Oldukça duygusal ve can alıcı noktalar, metni okumayanların ağzını sulandırmaya başlamıştı bile. Biraz da gözlerini tabii...
"Birkaç gün evde kaldıktan sonra tekrar sıkıştığını hissetmeye başlar. Ama artık bir hayat gayesi vardır o da annesini üzmemektir. Askerlik celbi geldiğinde bu onun için harika bir 'adam' olma fırsatıdır. Fakat burada da peşini bırakmaz huzursuzluk. Önce komutanın gözüne batar. Komutanı ile yaşadığı tartışma sonucu ceza almamak üzere izne çıkar. Aklında tek bir endişe vardır annesini üzmemek. Bu endişe giderek onda anksiyeteye dönüşür, yanlış kararlar üst üste gelir ve ilaç alıp intihar etmeye bile kalkar. Tam o dönemde kaldığı askeriyede yangın çıkar ve dedesinin de tanıdıklarını araya koyması ile onu askeriyeden teslim alırlar. Arabada giderken Annesinin itirafı ile şok olurlar. Ben yakıtım… Sigara içerken... Yıllar sonra aslında zamanında evde çıkan yangının sorumlusunun Yusuf Umut değil de annesi olduğu anlaşılmıştır. Bu itiraf üstüne dede arabayı sağa çeker ve üçü sigara içmeye başlar. Yusuf Umut'un omuzlarından büyük bir yük kalkmıştır.. "

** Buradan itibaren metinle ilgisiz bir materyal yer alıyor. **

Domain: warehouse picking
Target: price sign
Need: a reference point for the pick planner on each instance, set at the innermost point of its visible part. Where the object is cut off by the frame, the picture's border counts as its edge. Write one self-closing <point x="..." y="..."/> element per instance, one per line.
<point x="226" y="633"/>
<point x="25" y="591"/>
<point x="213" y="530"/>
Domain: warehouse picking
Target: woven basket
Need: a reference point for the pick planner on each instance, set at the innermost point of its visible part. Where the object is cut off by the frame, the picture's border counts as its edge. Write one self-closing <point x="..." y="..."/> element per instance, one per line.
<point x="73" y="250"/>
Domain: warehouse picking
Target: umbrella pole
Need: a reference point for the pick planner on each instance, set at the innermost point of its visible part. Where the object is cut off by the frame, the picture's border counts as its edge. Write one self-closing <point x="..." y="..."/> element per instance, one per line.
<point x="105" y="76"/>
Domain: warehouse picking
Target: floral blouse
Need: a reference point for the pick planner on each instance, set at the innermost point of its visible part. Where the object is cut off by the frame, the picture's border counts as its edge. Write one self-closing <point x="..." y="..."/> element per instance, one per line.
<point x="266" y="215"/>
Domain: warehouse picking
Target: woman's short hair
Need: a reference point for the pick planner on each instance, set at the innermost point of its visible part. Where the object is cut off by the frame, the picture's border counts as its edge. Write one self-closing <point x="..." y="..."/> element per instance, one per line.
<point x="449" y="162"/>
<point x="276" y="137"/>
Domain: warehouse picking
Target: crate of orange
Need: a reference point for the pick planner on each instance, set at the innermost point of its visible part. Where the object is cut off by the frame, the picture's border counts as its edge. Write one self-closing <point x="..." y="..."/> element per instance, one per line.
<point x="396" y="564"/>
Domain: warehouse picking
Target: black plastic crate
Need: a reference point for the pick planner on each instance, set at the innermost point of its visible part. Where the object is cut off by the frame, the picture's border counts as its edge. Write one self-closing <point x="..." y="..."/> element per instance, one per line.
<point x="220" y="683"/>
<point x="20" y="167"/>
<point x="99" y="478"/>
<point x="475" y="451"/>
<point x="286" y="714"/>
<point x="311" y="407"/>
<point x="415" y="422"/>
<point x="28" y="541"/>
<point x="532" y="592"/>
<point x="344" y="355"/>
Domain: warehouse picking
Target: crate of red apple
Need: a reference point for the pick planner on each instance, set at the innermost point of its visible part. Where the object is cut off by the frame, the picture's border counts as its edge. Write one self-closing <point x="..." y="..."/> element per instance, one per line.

Sona doğru anne karakteri hakkında biraz daha konuştuk. Annenin şeker hastası olduğunu metinden biliyorduk fakat sürekli uyuması, dedeyi ve yaşadıklarını idare etmeye çalışması özellikle de birçok noktada Yusuf Umut ile ağlaması onun majör depresyonda olduğunun göstergesiydi, yani mevzu pek de şeker değildi. Ve son sahnede dedenin ilk defa yıllar sonra Yusuf Umut'un omzuna dokunup ona sevgi göstermesi hepimizin kalbinde tatlı bir final olarak kaldı. Metni özetlerken arada karakterleri ve olayları tartıştığımız tatlı bir toplantının sonuna gelmiş bulunuyorduk. Hepimizin ortak hissi, çok tanıdık bir hikâyenin, İstanbul’un ve yüzlerce Yusuf Umut'un anlatıldığı bu tiyatro metnini çok sevmemizdi.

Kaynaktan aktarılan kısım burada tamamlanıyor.